Lately, I have been researching other programming languages that are more efficient than python. Also, I wanted to use that in ML applications from data gathering to preprocessing and beyond. As I research Rust looks like a great candidate and great work has been done:
Apologies for bumping an older post, but I have a little bit of expertise in this area and wanted to share my experience.
I’ve used Rust for a handful of ML projects, one to do image sorting (like Google Photos) and one to embed GPT-2 in a game. I’m partial to Tract (sonos/tract) because it allows one to embed an ONNX model file in the executable and doesn’t have any dependency on PyTorch DLLs, so you get a single small executable that “just works”. Tch-rs I think may have better ergonomics because you don’t have to do as much fiddling with the data before running the model, but you have an extra gigabyte or so of DLLs and dependencies that need to be deployed on the target system. Not so friendly.
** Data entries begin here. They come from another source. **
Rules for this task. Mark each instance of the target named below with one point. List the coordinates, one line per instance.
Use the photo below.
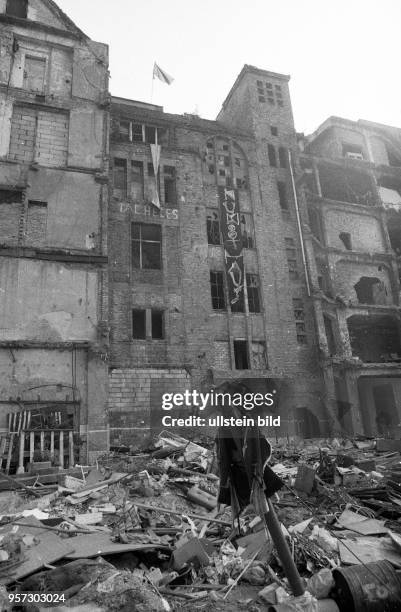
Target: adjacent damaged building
(352, 183)
(53, 220)
(208, 278)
In general, I like Python for training models and doing the interactive data science components, but prefer Rust for the ability to deploy standalone applications that run in real-time scenarios.
Thanks, @JosephCatrambone for the reply.
I was curious about your
embed GPT-2 in a game project. if possible can you share what you’ve done?
I recently did some minor research on how to boost data engineering and came across polars and the benchmark was amazing!
Sure. It was nothing complicated. I was trying something for the AI and Games Jam 2022. I used Godot as the base engine and built a GDNative script in Rust which embedded Tract and the ONNX distribution of GPT-2. It was too slow to be fun, but it worked.
Here’s some of the code I used: Embedding GPT-2 in Godot via Rust · GitHub
The project would compile into a self contained dll and was able to be referenced from Godot.